Government officials concede the science is settled. Former Labor Secretary Julie Su called the historic double standard on silica limits “unconscionable,” noting that coal miners “worked without adequate protection from a known hazard for decades.” Still, agency lawyers continue to negotiate with kitty-litter companies over the rule’s fate, and the White House has blocked unions from intervening as party litigants.
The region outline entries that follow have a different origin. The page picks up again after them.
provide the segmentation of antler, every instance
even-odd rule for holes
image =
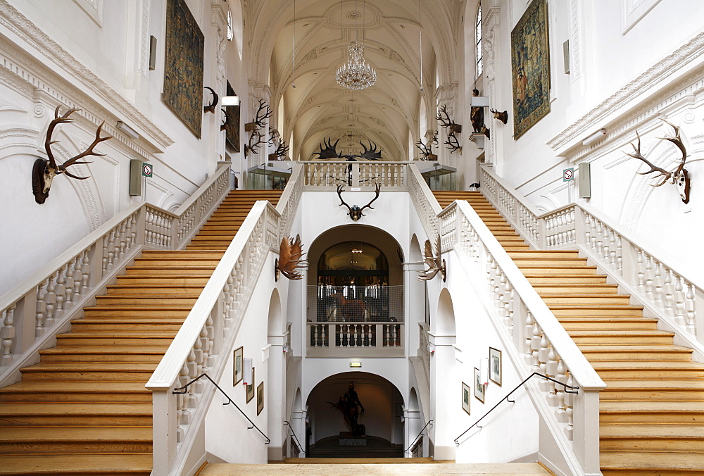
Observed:
[[[672,173],[672,177],[674,182],[674,177],[677,177],[681,173],[682,170],[684,168],[684,163],[686,162],[687,161],[687,149],[684,147],[684,144],[682,143],[681,137],[679,137],[679,127],[672,124],[672,123],[665,120],[665,119],[661,119],[661,120],[665,124],[667,124],[668,125],[672,127],[672,129],[674,130],[674,137],[659,137],[659,139],[663,139],[666,141],[670,141],[675,146],[677,146],[677,149],[679,149],[680,151],[682,153],[681,162],[679,163],[679,165],[677,166],[677,168],[675,169],[674,172]]]
[[[460,154],[462,154],[462,146],[460,145],[460,142],[457,140],[457,137],[454,134],[448,134],[447,140],[445,141],[444,144],[450,149],[451,154],[455,151],[460,151]]]
[[[203,113],[213,113],[213,114],[215,114],[215,106],[218,106],[218,98],[220,96],[218,96],[218,93],[216,93],[215,92],[215,90],[212,87],[210,87],[209,86],[205,86],[205,87],[203,87],[203,89],[210,89],[210,92],[213,93],[213,101],[208,106],[205,106],[203,107]]]
[[[364,206],[363,206],[361,208],[359,209],[359,213],[362,216],[365,216],[365,215],[362,214],[362,211],[364,210],[365,208],[368,208],[370,210],[374,210],[374,208],[372,206],[372,203],[374,203],[375,200],[379,198],[379,192],[381,191],[381,189],[382,189],[382,184],[377,184],[377,187],[376,187],[377,194],[374,196],[373,199],[372,199],[372,201],[369,202],[368,203],[367,203],[366,205],[365,205]]]
[[[270,118],[273,113],[266,101],[261,99],[257,99],[257,101],[259,102],[259,107],[257,108],[256,115],[256,117],[253,122],[260,127],[263,127],[266,125],[266,123],[264,121]]]
[[[669,123],[668,123],[668,124],[669,124]],[[674,139],[677,139],[679,137],[679,130],[677,130],[677,136],[674,138]],[[650,170],[648,170],[647,172],[636,172],[636,173],[637,173],[638,175],[645,175],[646,174],[648,174],[648,173],[650,173],[652,172],[657,172],[658,175],[654,176],[655,178],[657,178],[658,177],[665,177],[665,178],[662,179],[662,181],[660,182],[659,184],[651,184],[651,185],[653,187],[660,187],[660,185],[662,185],[665,182],[667,182],[668,179],[670,179],[671,177],[672,177],[672,172],[668,172],[667,170],[665,170],[664,168],[661,168],[660,167],[656,167],[655,165],[654,165],[652,163],[650,163],[648,161],[648,159],[646,159],[645,157],[643,157],[641,154],[641,136],[638,133],[637,130],[636,131],[636,137],[638,137],[638,146],[636,147],[636,146],[633,145],[633,144],[631,144],[631,146],[633,147],[633,150],[634,151],[634,154],[629,154],[628,152],[626,152],[625,154],[626,154],[627,156],[629,156],[630,157],[633,157],[634,158],[637,158],[637,159],[643,161],[643,162],[645,162],[648,165],[648,167],[650,168]],[[663,139],[666,139],[667,140],[670,140],[670,141],[674,142],[673,138],[663,137]],[[684,165],[684,161],[682,162],[682,165]]]
[[[344,205],[345,206],[347,207],[347,209],[349,210],[349,213],[351,213],[352,207],[351,207],[349,205],[345,203],[345,201],[342,199],[342,192],[344,191],[344,189],[345,186],[342,184],[340,184],[339,185],[337,186],[337,196],[340,197],[340,201],[341,202],[340,203],[340,206]]]
[[[382,158],[382,149],[379,149],[377,152],[376,144],[374,144],[372,141],[369,141],[369,149],[367,149],[362,141],[360,141],[359,143],[362,145],[362,148],[364,149],[364,151],[359,154],[359,157],[361,157],[362,158],[367,158],[370,161],[378,161]],[[372,145],[372,144],[374,144],[373,146]]]
[[[340,158],[341,156],[337,152],[337,143],[339,142],[340,139],[338,139],[334,144],[332,144],[332,137],[328,137],[327,141],[323,139],[322,144],[320,144],[320,151],[313,152],[313,155],[317,154],[318,158],[320,159]],[[322,148],[323,145],[325,146],[325,149]]]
For widows like Teresa Young, whose husband Danny worked 33 years underground, legal hair-splitting feels detached from reality. Danny was diagnosed with complicated black lung three months after retirement; he died a year later, before his federal benefit claim was approved. “They talk about economic harm,” she said outside MSHA headquarters, “but nobody counts the cost to families when a miner can’t breathe.”

Analysis

Public-health specialists say the miners’ plight illustrates a broader tension between resource policy and occupational safety. Because modern coal seams are thinner, operators must grind through more rock, generating finer silica dust that traditional sampling often misses. Technology exists to flag dangerous spikes in real time, but without an enforceable limit—and penalties—companies lack a financial reason to slow production. The CDC’s latest report, experts add, provides a quantitative baseline: nearly 500 black-lung deaths per year during a period of weakened oversight.
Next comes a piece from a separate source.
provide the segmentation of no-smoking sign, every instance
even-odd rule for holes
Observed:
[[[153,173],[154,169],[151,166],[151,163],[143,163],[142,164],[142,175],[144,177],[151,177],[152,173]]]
Comparisons with prior administrations suggest that regulation, not geology alone, shapes outcomes. After MSHA tightened coal-dust standards in 2014, disease rates briefly plateaued. The current rollback may reverse that progress, placing additional strain on Social Security Disability Insurance and Medicare. “If we think health care costs are high now, wait until a generation of thirty-year-old miners needs oxygen for life,” warned Rebecca Shelton of the Appalachian Citizens Law Center at a recent congressional briefing.

Looking Ahead

The U.S. Court of Appeals is expected to decide this spring whether MSHA can further delay the silica rule while it “reconsiders” portions unpopular with industry. A ruling against the agency would revive the original timetable; a ruling in its favor could set the measure back years. Meanwhile, CDC epidemiologists plan to update mortality figures next December, potentially capturing the pandemic’s indirect effects on respiratory health. Until then, nearly 2,000 tombstones stand as testament to a choice policymakers still face: protect coal, or protect the people who mine it.